Egyptians Flood Polls, Vote on Constitutional Changes
The vote, however, has split the country, which united in January to oust former president Hosni Mubarak, between those who think the changes are enough and those who think more drastic changes are needed.
The Muslim Brotherhood, a well organised Islamist group, has come out in favour of the amendments, setting it at odds with secular groups and prominent reform advocates including Mohamed ElBaradei and Amr Moussa, both candidates for the presidency.
The military council to which Mubarak handed power on February 11 is hoping the amendments will pass so it can move along the path it has set towards parliamentary and presidential elections that will allow it to cede power to an elected government.
"This will be a watershed vote," said Ahmed Saleh, an activist now coordinating ElBaradei's presidential campaign. "People's appetite for voting is high now and change is in the air."
The military council to which Mubarak handed power on February 11 called for a strong turnout. "The goal of this referendum is to create an adequate climate for parliamentary and presidential elections but more important than the outcome is that Egyptians participate and give their voice," it said.
High turnout was expected as the ballot is for a blanket change; the vote is either “yes” or “no.” A yes vote would pave the way for presidential elections late this year or in early 2012, while a no vote would the force the military to remain in power until another means of election is reached. Nine changes in all are part of the vote.
From the Associated Press:
Egyptian elections have for decades been defined by widespread fraud designed to ensure victory for the regime.
Lack of faith in the process, along with violence and intimidation, have kept most voters away. But the trust in the system appears to have come back.
"I am very excited to be doing this," Alaa al-Sharqawy, an engineering lecturer, said as he was about to cast his vote in Cairo. "It's true that the amendments have polarized us, but I am glad we are voting."
The constitutional amendments drawn up by a panel of military-appointed legal scholars are intended to bring just enough change to the current constitution — which the military suspended after coming to power — to ensure that upcoming presidential and parliamentary elections are free and fair.
They would open the elections to independent and opposition candidates and restore full judicial supervision of votes, a measure seen as key to preventing fraud.

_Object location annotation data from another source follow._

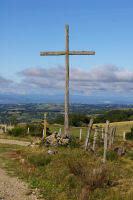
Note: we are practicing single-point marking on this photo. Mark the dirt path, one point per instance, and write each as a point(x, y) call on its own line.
point(11, 188)
point(21, 143)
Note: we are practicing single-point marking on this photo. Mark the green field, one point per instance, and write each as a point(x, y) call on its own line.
point(68, 175)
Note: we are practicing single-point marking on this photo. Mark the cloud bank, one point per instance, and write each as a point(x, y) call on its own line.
point(101, 79)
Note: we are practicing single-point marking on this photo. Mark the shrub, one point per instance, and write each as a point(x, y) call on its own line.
point(17, 131)
point(39, 160)
point(112, 156)
point(36, 129)
point(129, 135)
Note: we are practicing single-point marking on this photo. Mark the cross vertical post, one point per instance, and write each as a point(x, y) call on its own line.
point(67, 83)
point(66, 53)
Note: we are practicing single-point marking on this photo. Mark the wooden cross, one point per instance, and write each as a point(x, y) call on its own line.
point(66, 53)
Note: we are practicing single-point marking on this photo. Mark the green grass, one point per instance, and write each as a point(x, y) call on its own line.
point(69, 173)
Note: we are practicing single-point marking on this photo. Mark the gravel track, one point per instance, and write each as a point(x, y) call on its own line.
point(21, 143)
point(12, 188)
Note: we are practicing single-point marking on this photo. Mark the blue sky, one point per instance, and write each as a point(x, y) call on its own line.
point(30, 26)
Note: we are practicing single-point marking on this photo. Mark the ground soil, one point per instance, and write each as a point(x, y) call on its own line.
point(12, 188)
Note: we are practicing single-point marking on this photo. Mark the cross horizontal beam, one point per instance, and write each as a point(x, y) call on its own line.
point(58, 53)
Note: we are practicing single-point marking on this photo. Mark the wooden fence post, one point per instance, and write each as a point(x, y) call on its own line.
point(124, 136)
point(111, 137)
point(102, 133)
point(60, 131)
point(28, 130)
point(106, 141)
point(94, 141)
point(87, 143)
point(113, 134)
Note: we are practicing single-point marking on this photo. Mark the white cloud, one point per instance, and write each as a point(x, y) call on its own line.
point(37, 80)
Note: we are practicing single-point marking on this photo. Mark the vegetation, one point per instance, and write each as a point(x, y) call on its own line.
point(72, 173)
point(35, 129)
point(17, 132)
point(117, 115)
point(25, 113)
point(74, 120)
point(129, 135)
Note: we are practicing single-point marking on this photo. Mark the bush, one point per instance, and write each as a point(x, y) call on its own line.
point(129, 135)
point(36, 129)
point(39, 160)
point(17, 131)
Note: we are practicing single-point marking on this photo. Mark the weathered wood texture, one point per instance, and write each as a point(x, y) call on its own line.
point(111, 137)
point(59, 53)
point(94, 141)
point(66, 53)
point(124, 136)
point(87, 143)
point(80, 136)
point(106, 141)
point(102, 133)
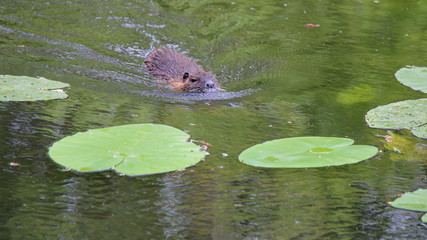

They would also limit presidents to two four-year terms, and curtail 30-year-old emergency laws that give police near-unlimited powers.
Potential presidential candidate Mohamed ElBaradei was stoned by protestors outside a polling place in Cairo when he went to go cast his vote.
"Went 2 vote w family attacked by organized thugs," ElBaradei tweeted. "Car smashed w rocks. Holding referendum in absence of law & order is an irresponsible act."
"Disgusting," ElBaradei tweeted later, in reference to two women guarding the polling place he went to.
(ElBaradei’s) brother confirmed the attack. Egyptians streamed to the polls Saturday to vote on proposed constitutional amendments, the first democratic initiative after the fall of autocratic president Hosni Mubarak's regime.
"Mr. Mohamed ElBaradei's car was attacked by thugs who threw rocks at it and prevented him from entering the Mokatam voting poll," Ali ElBaradei told CNN. "He did not vote today."
The attackers also chanted slogans against him, the brother said.
A military official told CNN he was not aware of the incident.
Preliminary results of the vote are expected Sunday.